System reliability: when 99% is better than 100%

It’s natural to aim for perfect reliability, but striving for this can actually be damaging

Luca Lanziani, Damo Girling 19 Jan 2024

Organisations naturally aim for 100% system reliability, but users don’t require this extreme level of uptime. The right approach is to target high reliability, so users get the uptime they actually need.

System reliability is a basic requirement demanded by users. They want to be able to use the services provided by organisations and if the systems aren’t reliable enough then they’ll switch to a competitor.

It's natural for organisations to think their systems need to be 100% reliable 100% of the time to ensure they meet their users' requirements. However, seeking this perfect outcome isn't the best approach. This is because it goes beyond the level of uptime users require and creates a barrier to organisational progress. The key is for organisations to determine the optimal percentage of reliability for the specific systems they have.

SRE delivers the reliability users expect

An extension of modern Developer Operations (DevOps), Site Reliability Engineering (SRE) plays a crucial role in ensuring organisations deliver the reliability expected by their users.

SRE achieves this by applying software engineering principles to infrastructure and operations processes. It places particular emphasis on improving availability, efficiency, latency, capacity, performance and incident response.

High reliability is better than extreme reliability

Service Level Objectives (SLOs) specify a target for the reliability of systems. Each percentage increase (be it 0.900 or 0.999) has a significant impact on how much downtime is allowed:

Daily downtime allowed for 99.000% service reliability: 14m 24s — high reliability
Daily downtime allowed for 99.900% service reliability: 1m 26s — very high reliability
Daily downtime allowed for 99.999% service reliability: 0.86s — extreme reliability

The key is to aim for high reliability, rather than extreme reliability. There are two core reasons for this.

First, users won’t tell the difference between high and extreme service reliability. This is because it’s so minimal to their overall experience and other factors (like their internet connection) come into play. However, a user will notice if a service is offline because it's being brought in line with an extreme reliability target.

Second, setting an extreme target will block progress and freeze the organisation. The reason for this is that the effort to maintain such a high uptime will force developers to be extra cautious and mainly focus on keeping the system up. This creates a culture of fear among developers and diverts them away from working on tasks that can accelerate growth for the organisation — such as developing new features and products that bring noticeable user benefits.

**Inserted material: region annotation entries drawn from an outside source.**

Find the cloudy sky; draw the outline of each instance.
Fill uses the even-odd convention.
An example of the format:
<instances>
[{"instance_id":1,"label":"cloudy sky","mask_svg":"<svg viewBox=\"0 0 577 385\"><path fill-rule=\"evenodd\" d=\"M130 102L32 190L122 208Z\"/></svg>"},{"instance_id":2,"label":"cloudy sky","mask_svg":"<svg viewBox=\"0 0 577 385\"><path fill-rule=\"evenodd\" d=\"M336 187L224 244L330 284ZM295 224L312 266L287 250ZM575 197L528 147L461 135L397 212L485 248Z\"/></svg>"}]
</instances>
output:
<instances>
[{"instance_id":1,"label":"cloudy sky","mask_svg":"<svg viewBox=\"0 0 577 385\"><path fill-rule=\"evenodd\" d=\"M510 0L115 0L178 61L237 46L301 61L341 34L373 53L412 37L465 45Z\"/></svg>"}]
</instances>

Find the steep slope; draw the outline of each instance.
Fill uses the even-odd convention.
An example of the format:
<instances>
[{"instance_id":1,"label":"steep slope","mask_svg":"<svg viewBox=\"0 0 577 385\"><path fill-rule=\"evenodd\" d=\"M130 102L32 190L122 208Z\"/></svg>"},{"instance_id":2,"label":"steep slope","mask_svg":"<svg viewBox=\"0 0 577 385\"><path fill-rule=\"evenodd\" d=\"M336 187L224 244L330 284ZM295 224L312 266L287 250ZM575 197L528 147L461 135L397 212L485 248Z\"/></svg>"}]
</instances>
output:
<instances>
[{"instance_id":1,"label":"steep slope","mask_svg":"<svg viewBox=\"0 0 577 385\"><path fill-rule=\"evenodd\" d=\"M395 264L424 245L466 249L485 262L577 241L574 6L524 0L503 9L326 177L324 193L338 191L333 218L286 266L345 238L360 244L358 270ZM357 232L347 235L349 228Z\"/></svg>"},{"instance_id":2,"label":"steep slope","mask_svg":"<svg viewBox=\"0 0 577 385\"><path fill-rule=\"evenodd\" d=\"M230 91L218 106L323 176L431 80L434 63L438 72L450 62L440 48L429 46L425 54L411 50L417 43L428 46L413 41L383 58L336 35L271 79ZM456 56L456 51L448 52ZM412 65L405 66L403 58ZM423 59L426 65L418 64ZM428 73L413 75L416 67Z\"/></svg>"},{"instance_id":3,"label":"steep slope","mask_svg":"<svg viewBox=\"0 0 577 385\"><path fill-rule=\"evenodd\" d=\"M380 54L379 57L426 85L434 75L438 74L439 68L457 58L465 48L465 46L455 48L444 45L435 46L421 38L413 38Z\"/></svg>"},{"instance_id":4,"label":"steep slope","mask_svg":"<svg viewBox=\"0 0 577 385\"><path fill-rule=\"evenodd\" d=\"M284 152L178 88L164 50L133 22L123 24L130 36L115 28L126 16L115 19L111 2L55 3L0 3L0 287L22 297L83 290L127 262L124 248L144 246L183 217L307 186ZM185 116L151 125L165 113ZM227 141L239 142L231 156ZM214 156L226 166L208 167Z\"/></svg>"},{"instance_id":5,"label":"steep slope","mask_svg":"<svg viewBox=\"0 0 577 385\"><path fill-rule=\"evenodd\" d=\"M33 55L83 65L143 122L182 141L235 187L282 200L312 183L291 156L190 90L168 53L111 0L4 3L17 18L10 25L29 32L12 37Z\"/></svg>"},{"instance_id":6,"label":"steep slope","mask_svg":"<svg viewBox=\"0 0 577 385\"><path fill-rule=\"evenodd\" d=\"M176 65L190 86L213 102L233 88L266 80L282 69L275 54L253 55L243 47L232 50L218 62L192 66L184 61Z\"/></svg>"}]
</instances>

However, it’s not so simple as to say all organisations should aim for a flat rate of 99%. The definition of “high” reliability depends on what a user expects from that particular system. Organisations need to set a realistic target — a number that balances keeping their customers happy while also allowing their developers to evolve the service offering.

There are many ways to determine the optimal number, and it all depends on the scale of the business, the industry it operates in, the regions it serves and a myriad of other factors. And it's not necessarily about the number itself but rather how organisations calculate it — such as differentiating business hours versus off-hours when maintenance may be appropriate.

In general, though, error budgets are the simple answer; the error budget is the maximum amount of time a system can fail over a defined period. An organisation’s development team can burn safely through that budget during normal operations, but should stop if the error budget is depleting too fast.

Elements of a reliable and resilient system

1. Build systems with reliability in mind

Reliability doesn't start in production, organisations need to build their systems from the ground up with it in mind. The product owner, software, testing, data, infrastructure engineers and all the other functions should work together to ensure each component is as reliable and resilient as possible. On resiliency, Donald Firesmith, a trainer at the Software Engineering Institute, explains: “A system is resilient to the degree to which it rapidly and effectively protects its critical capabilities from disruption caused by adverse events and conditions.”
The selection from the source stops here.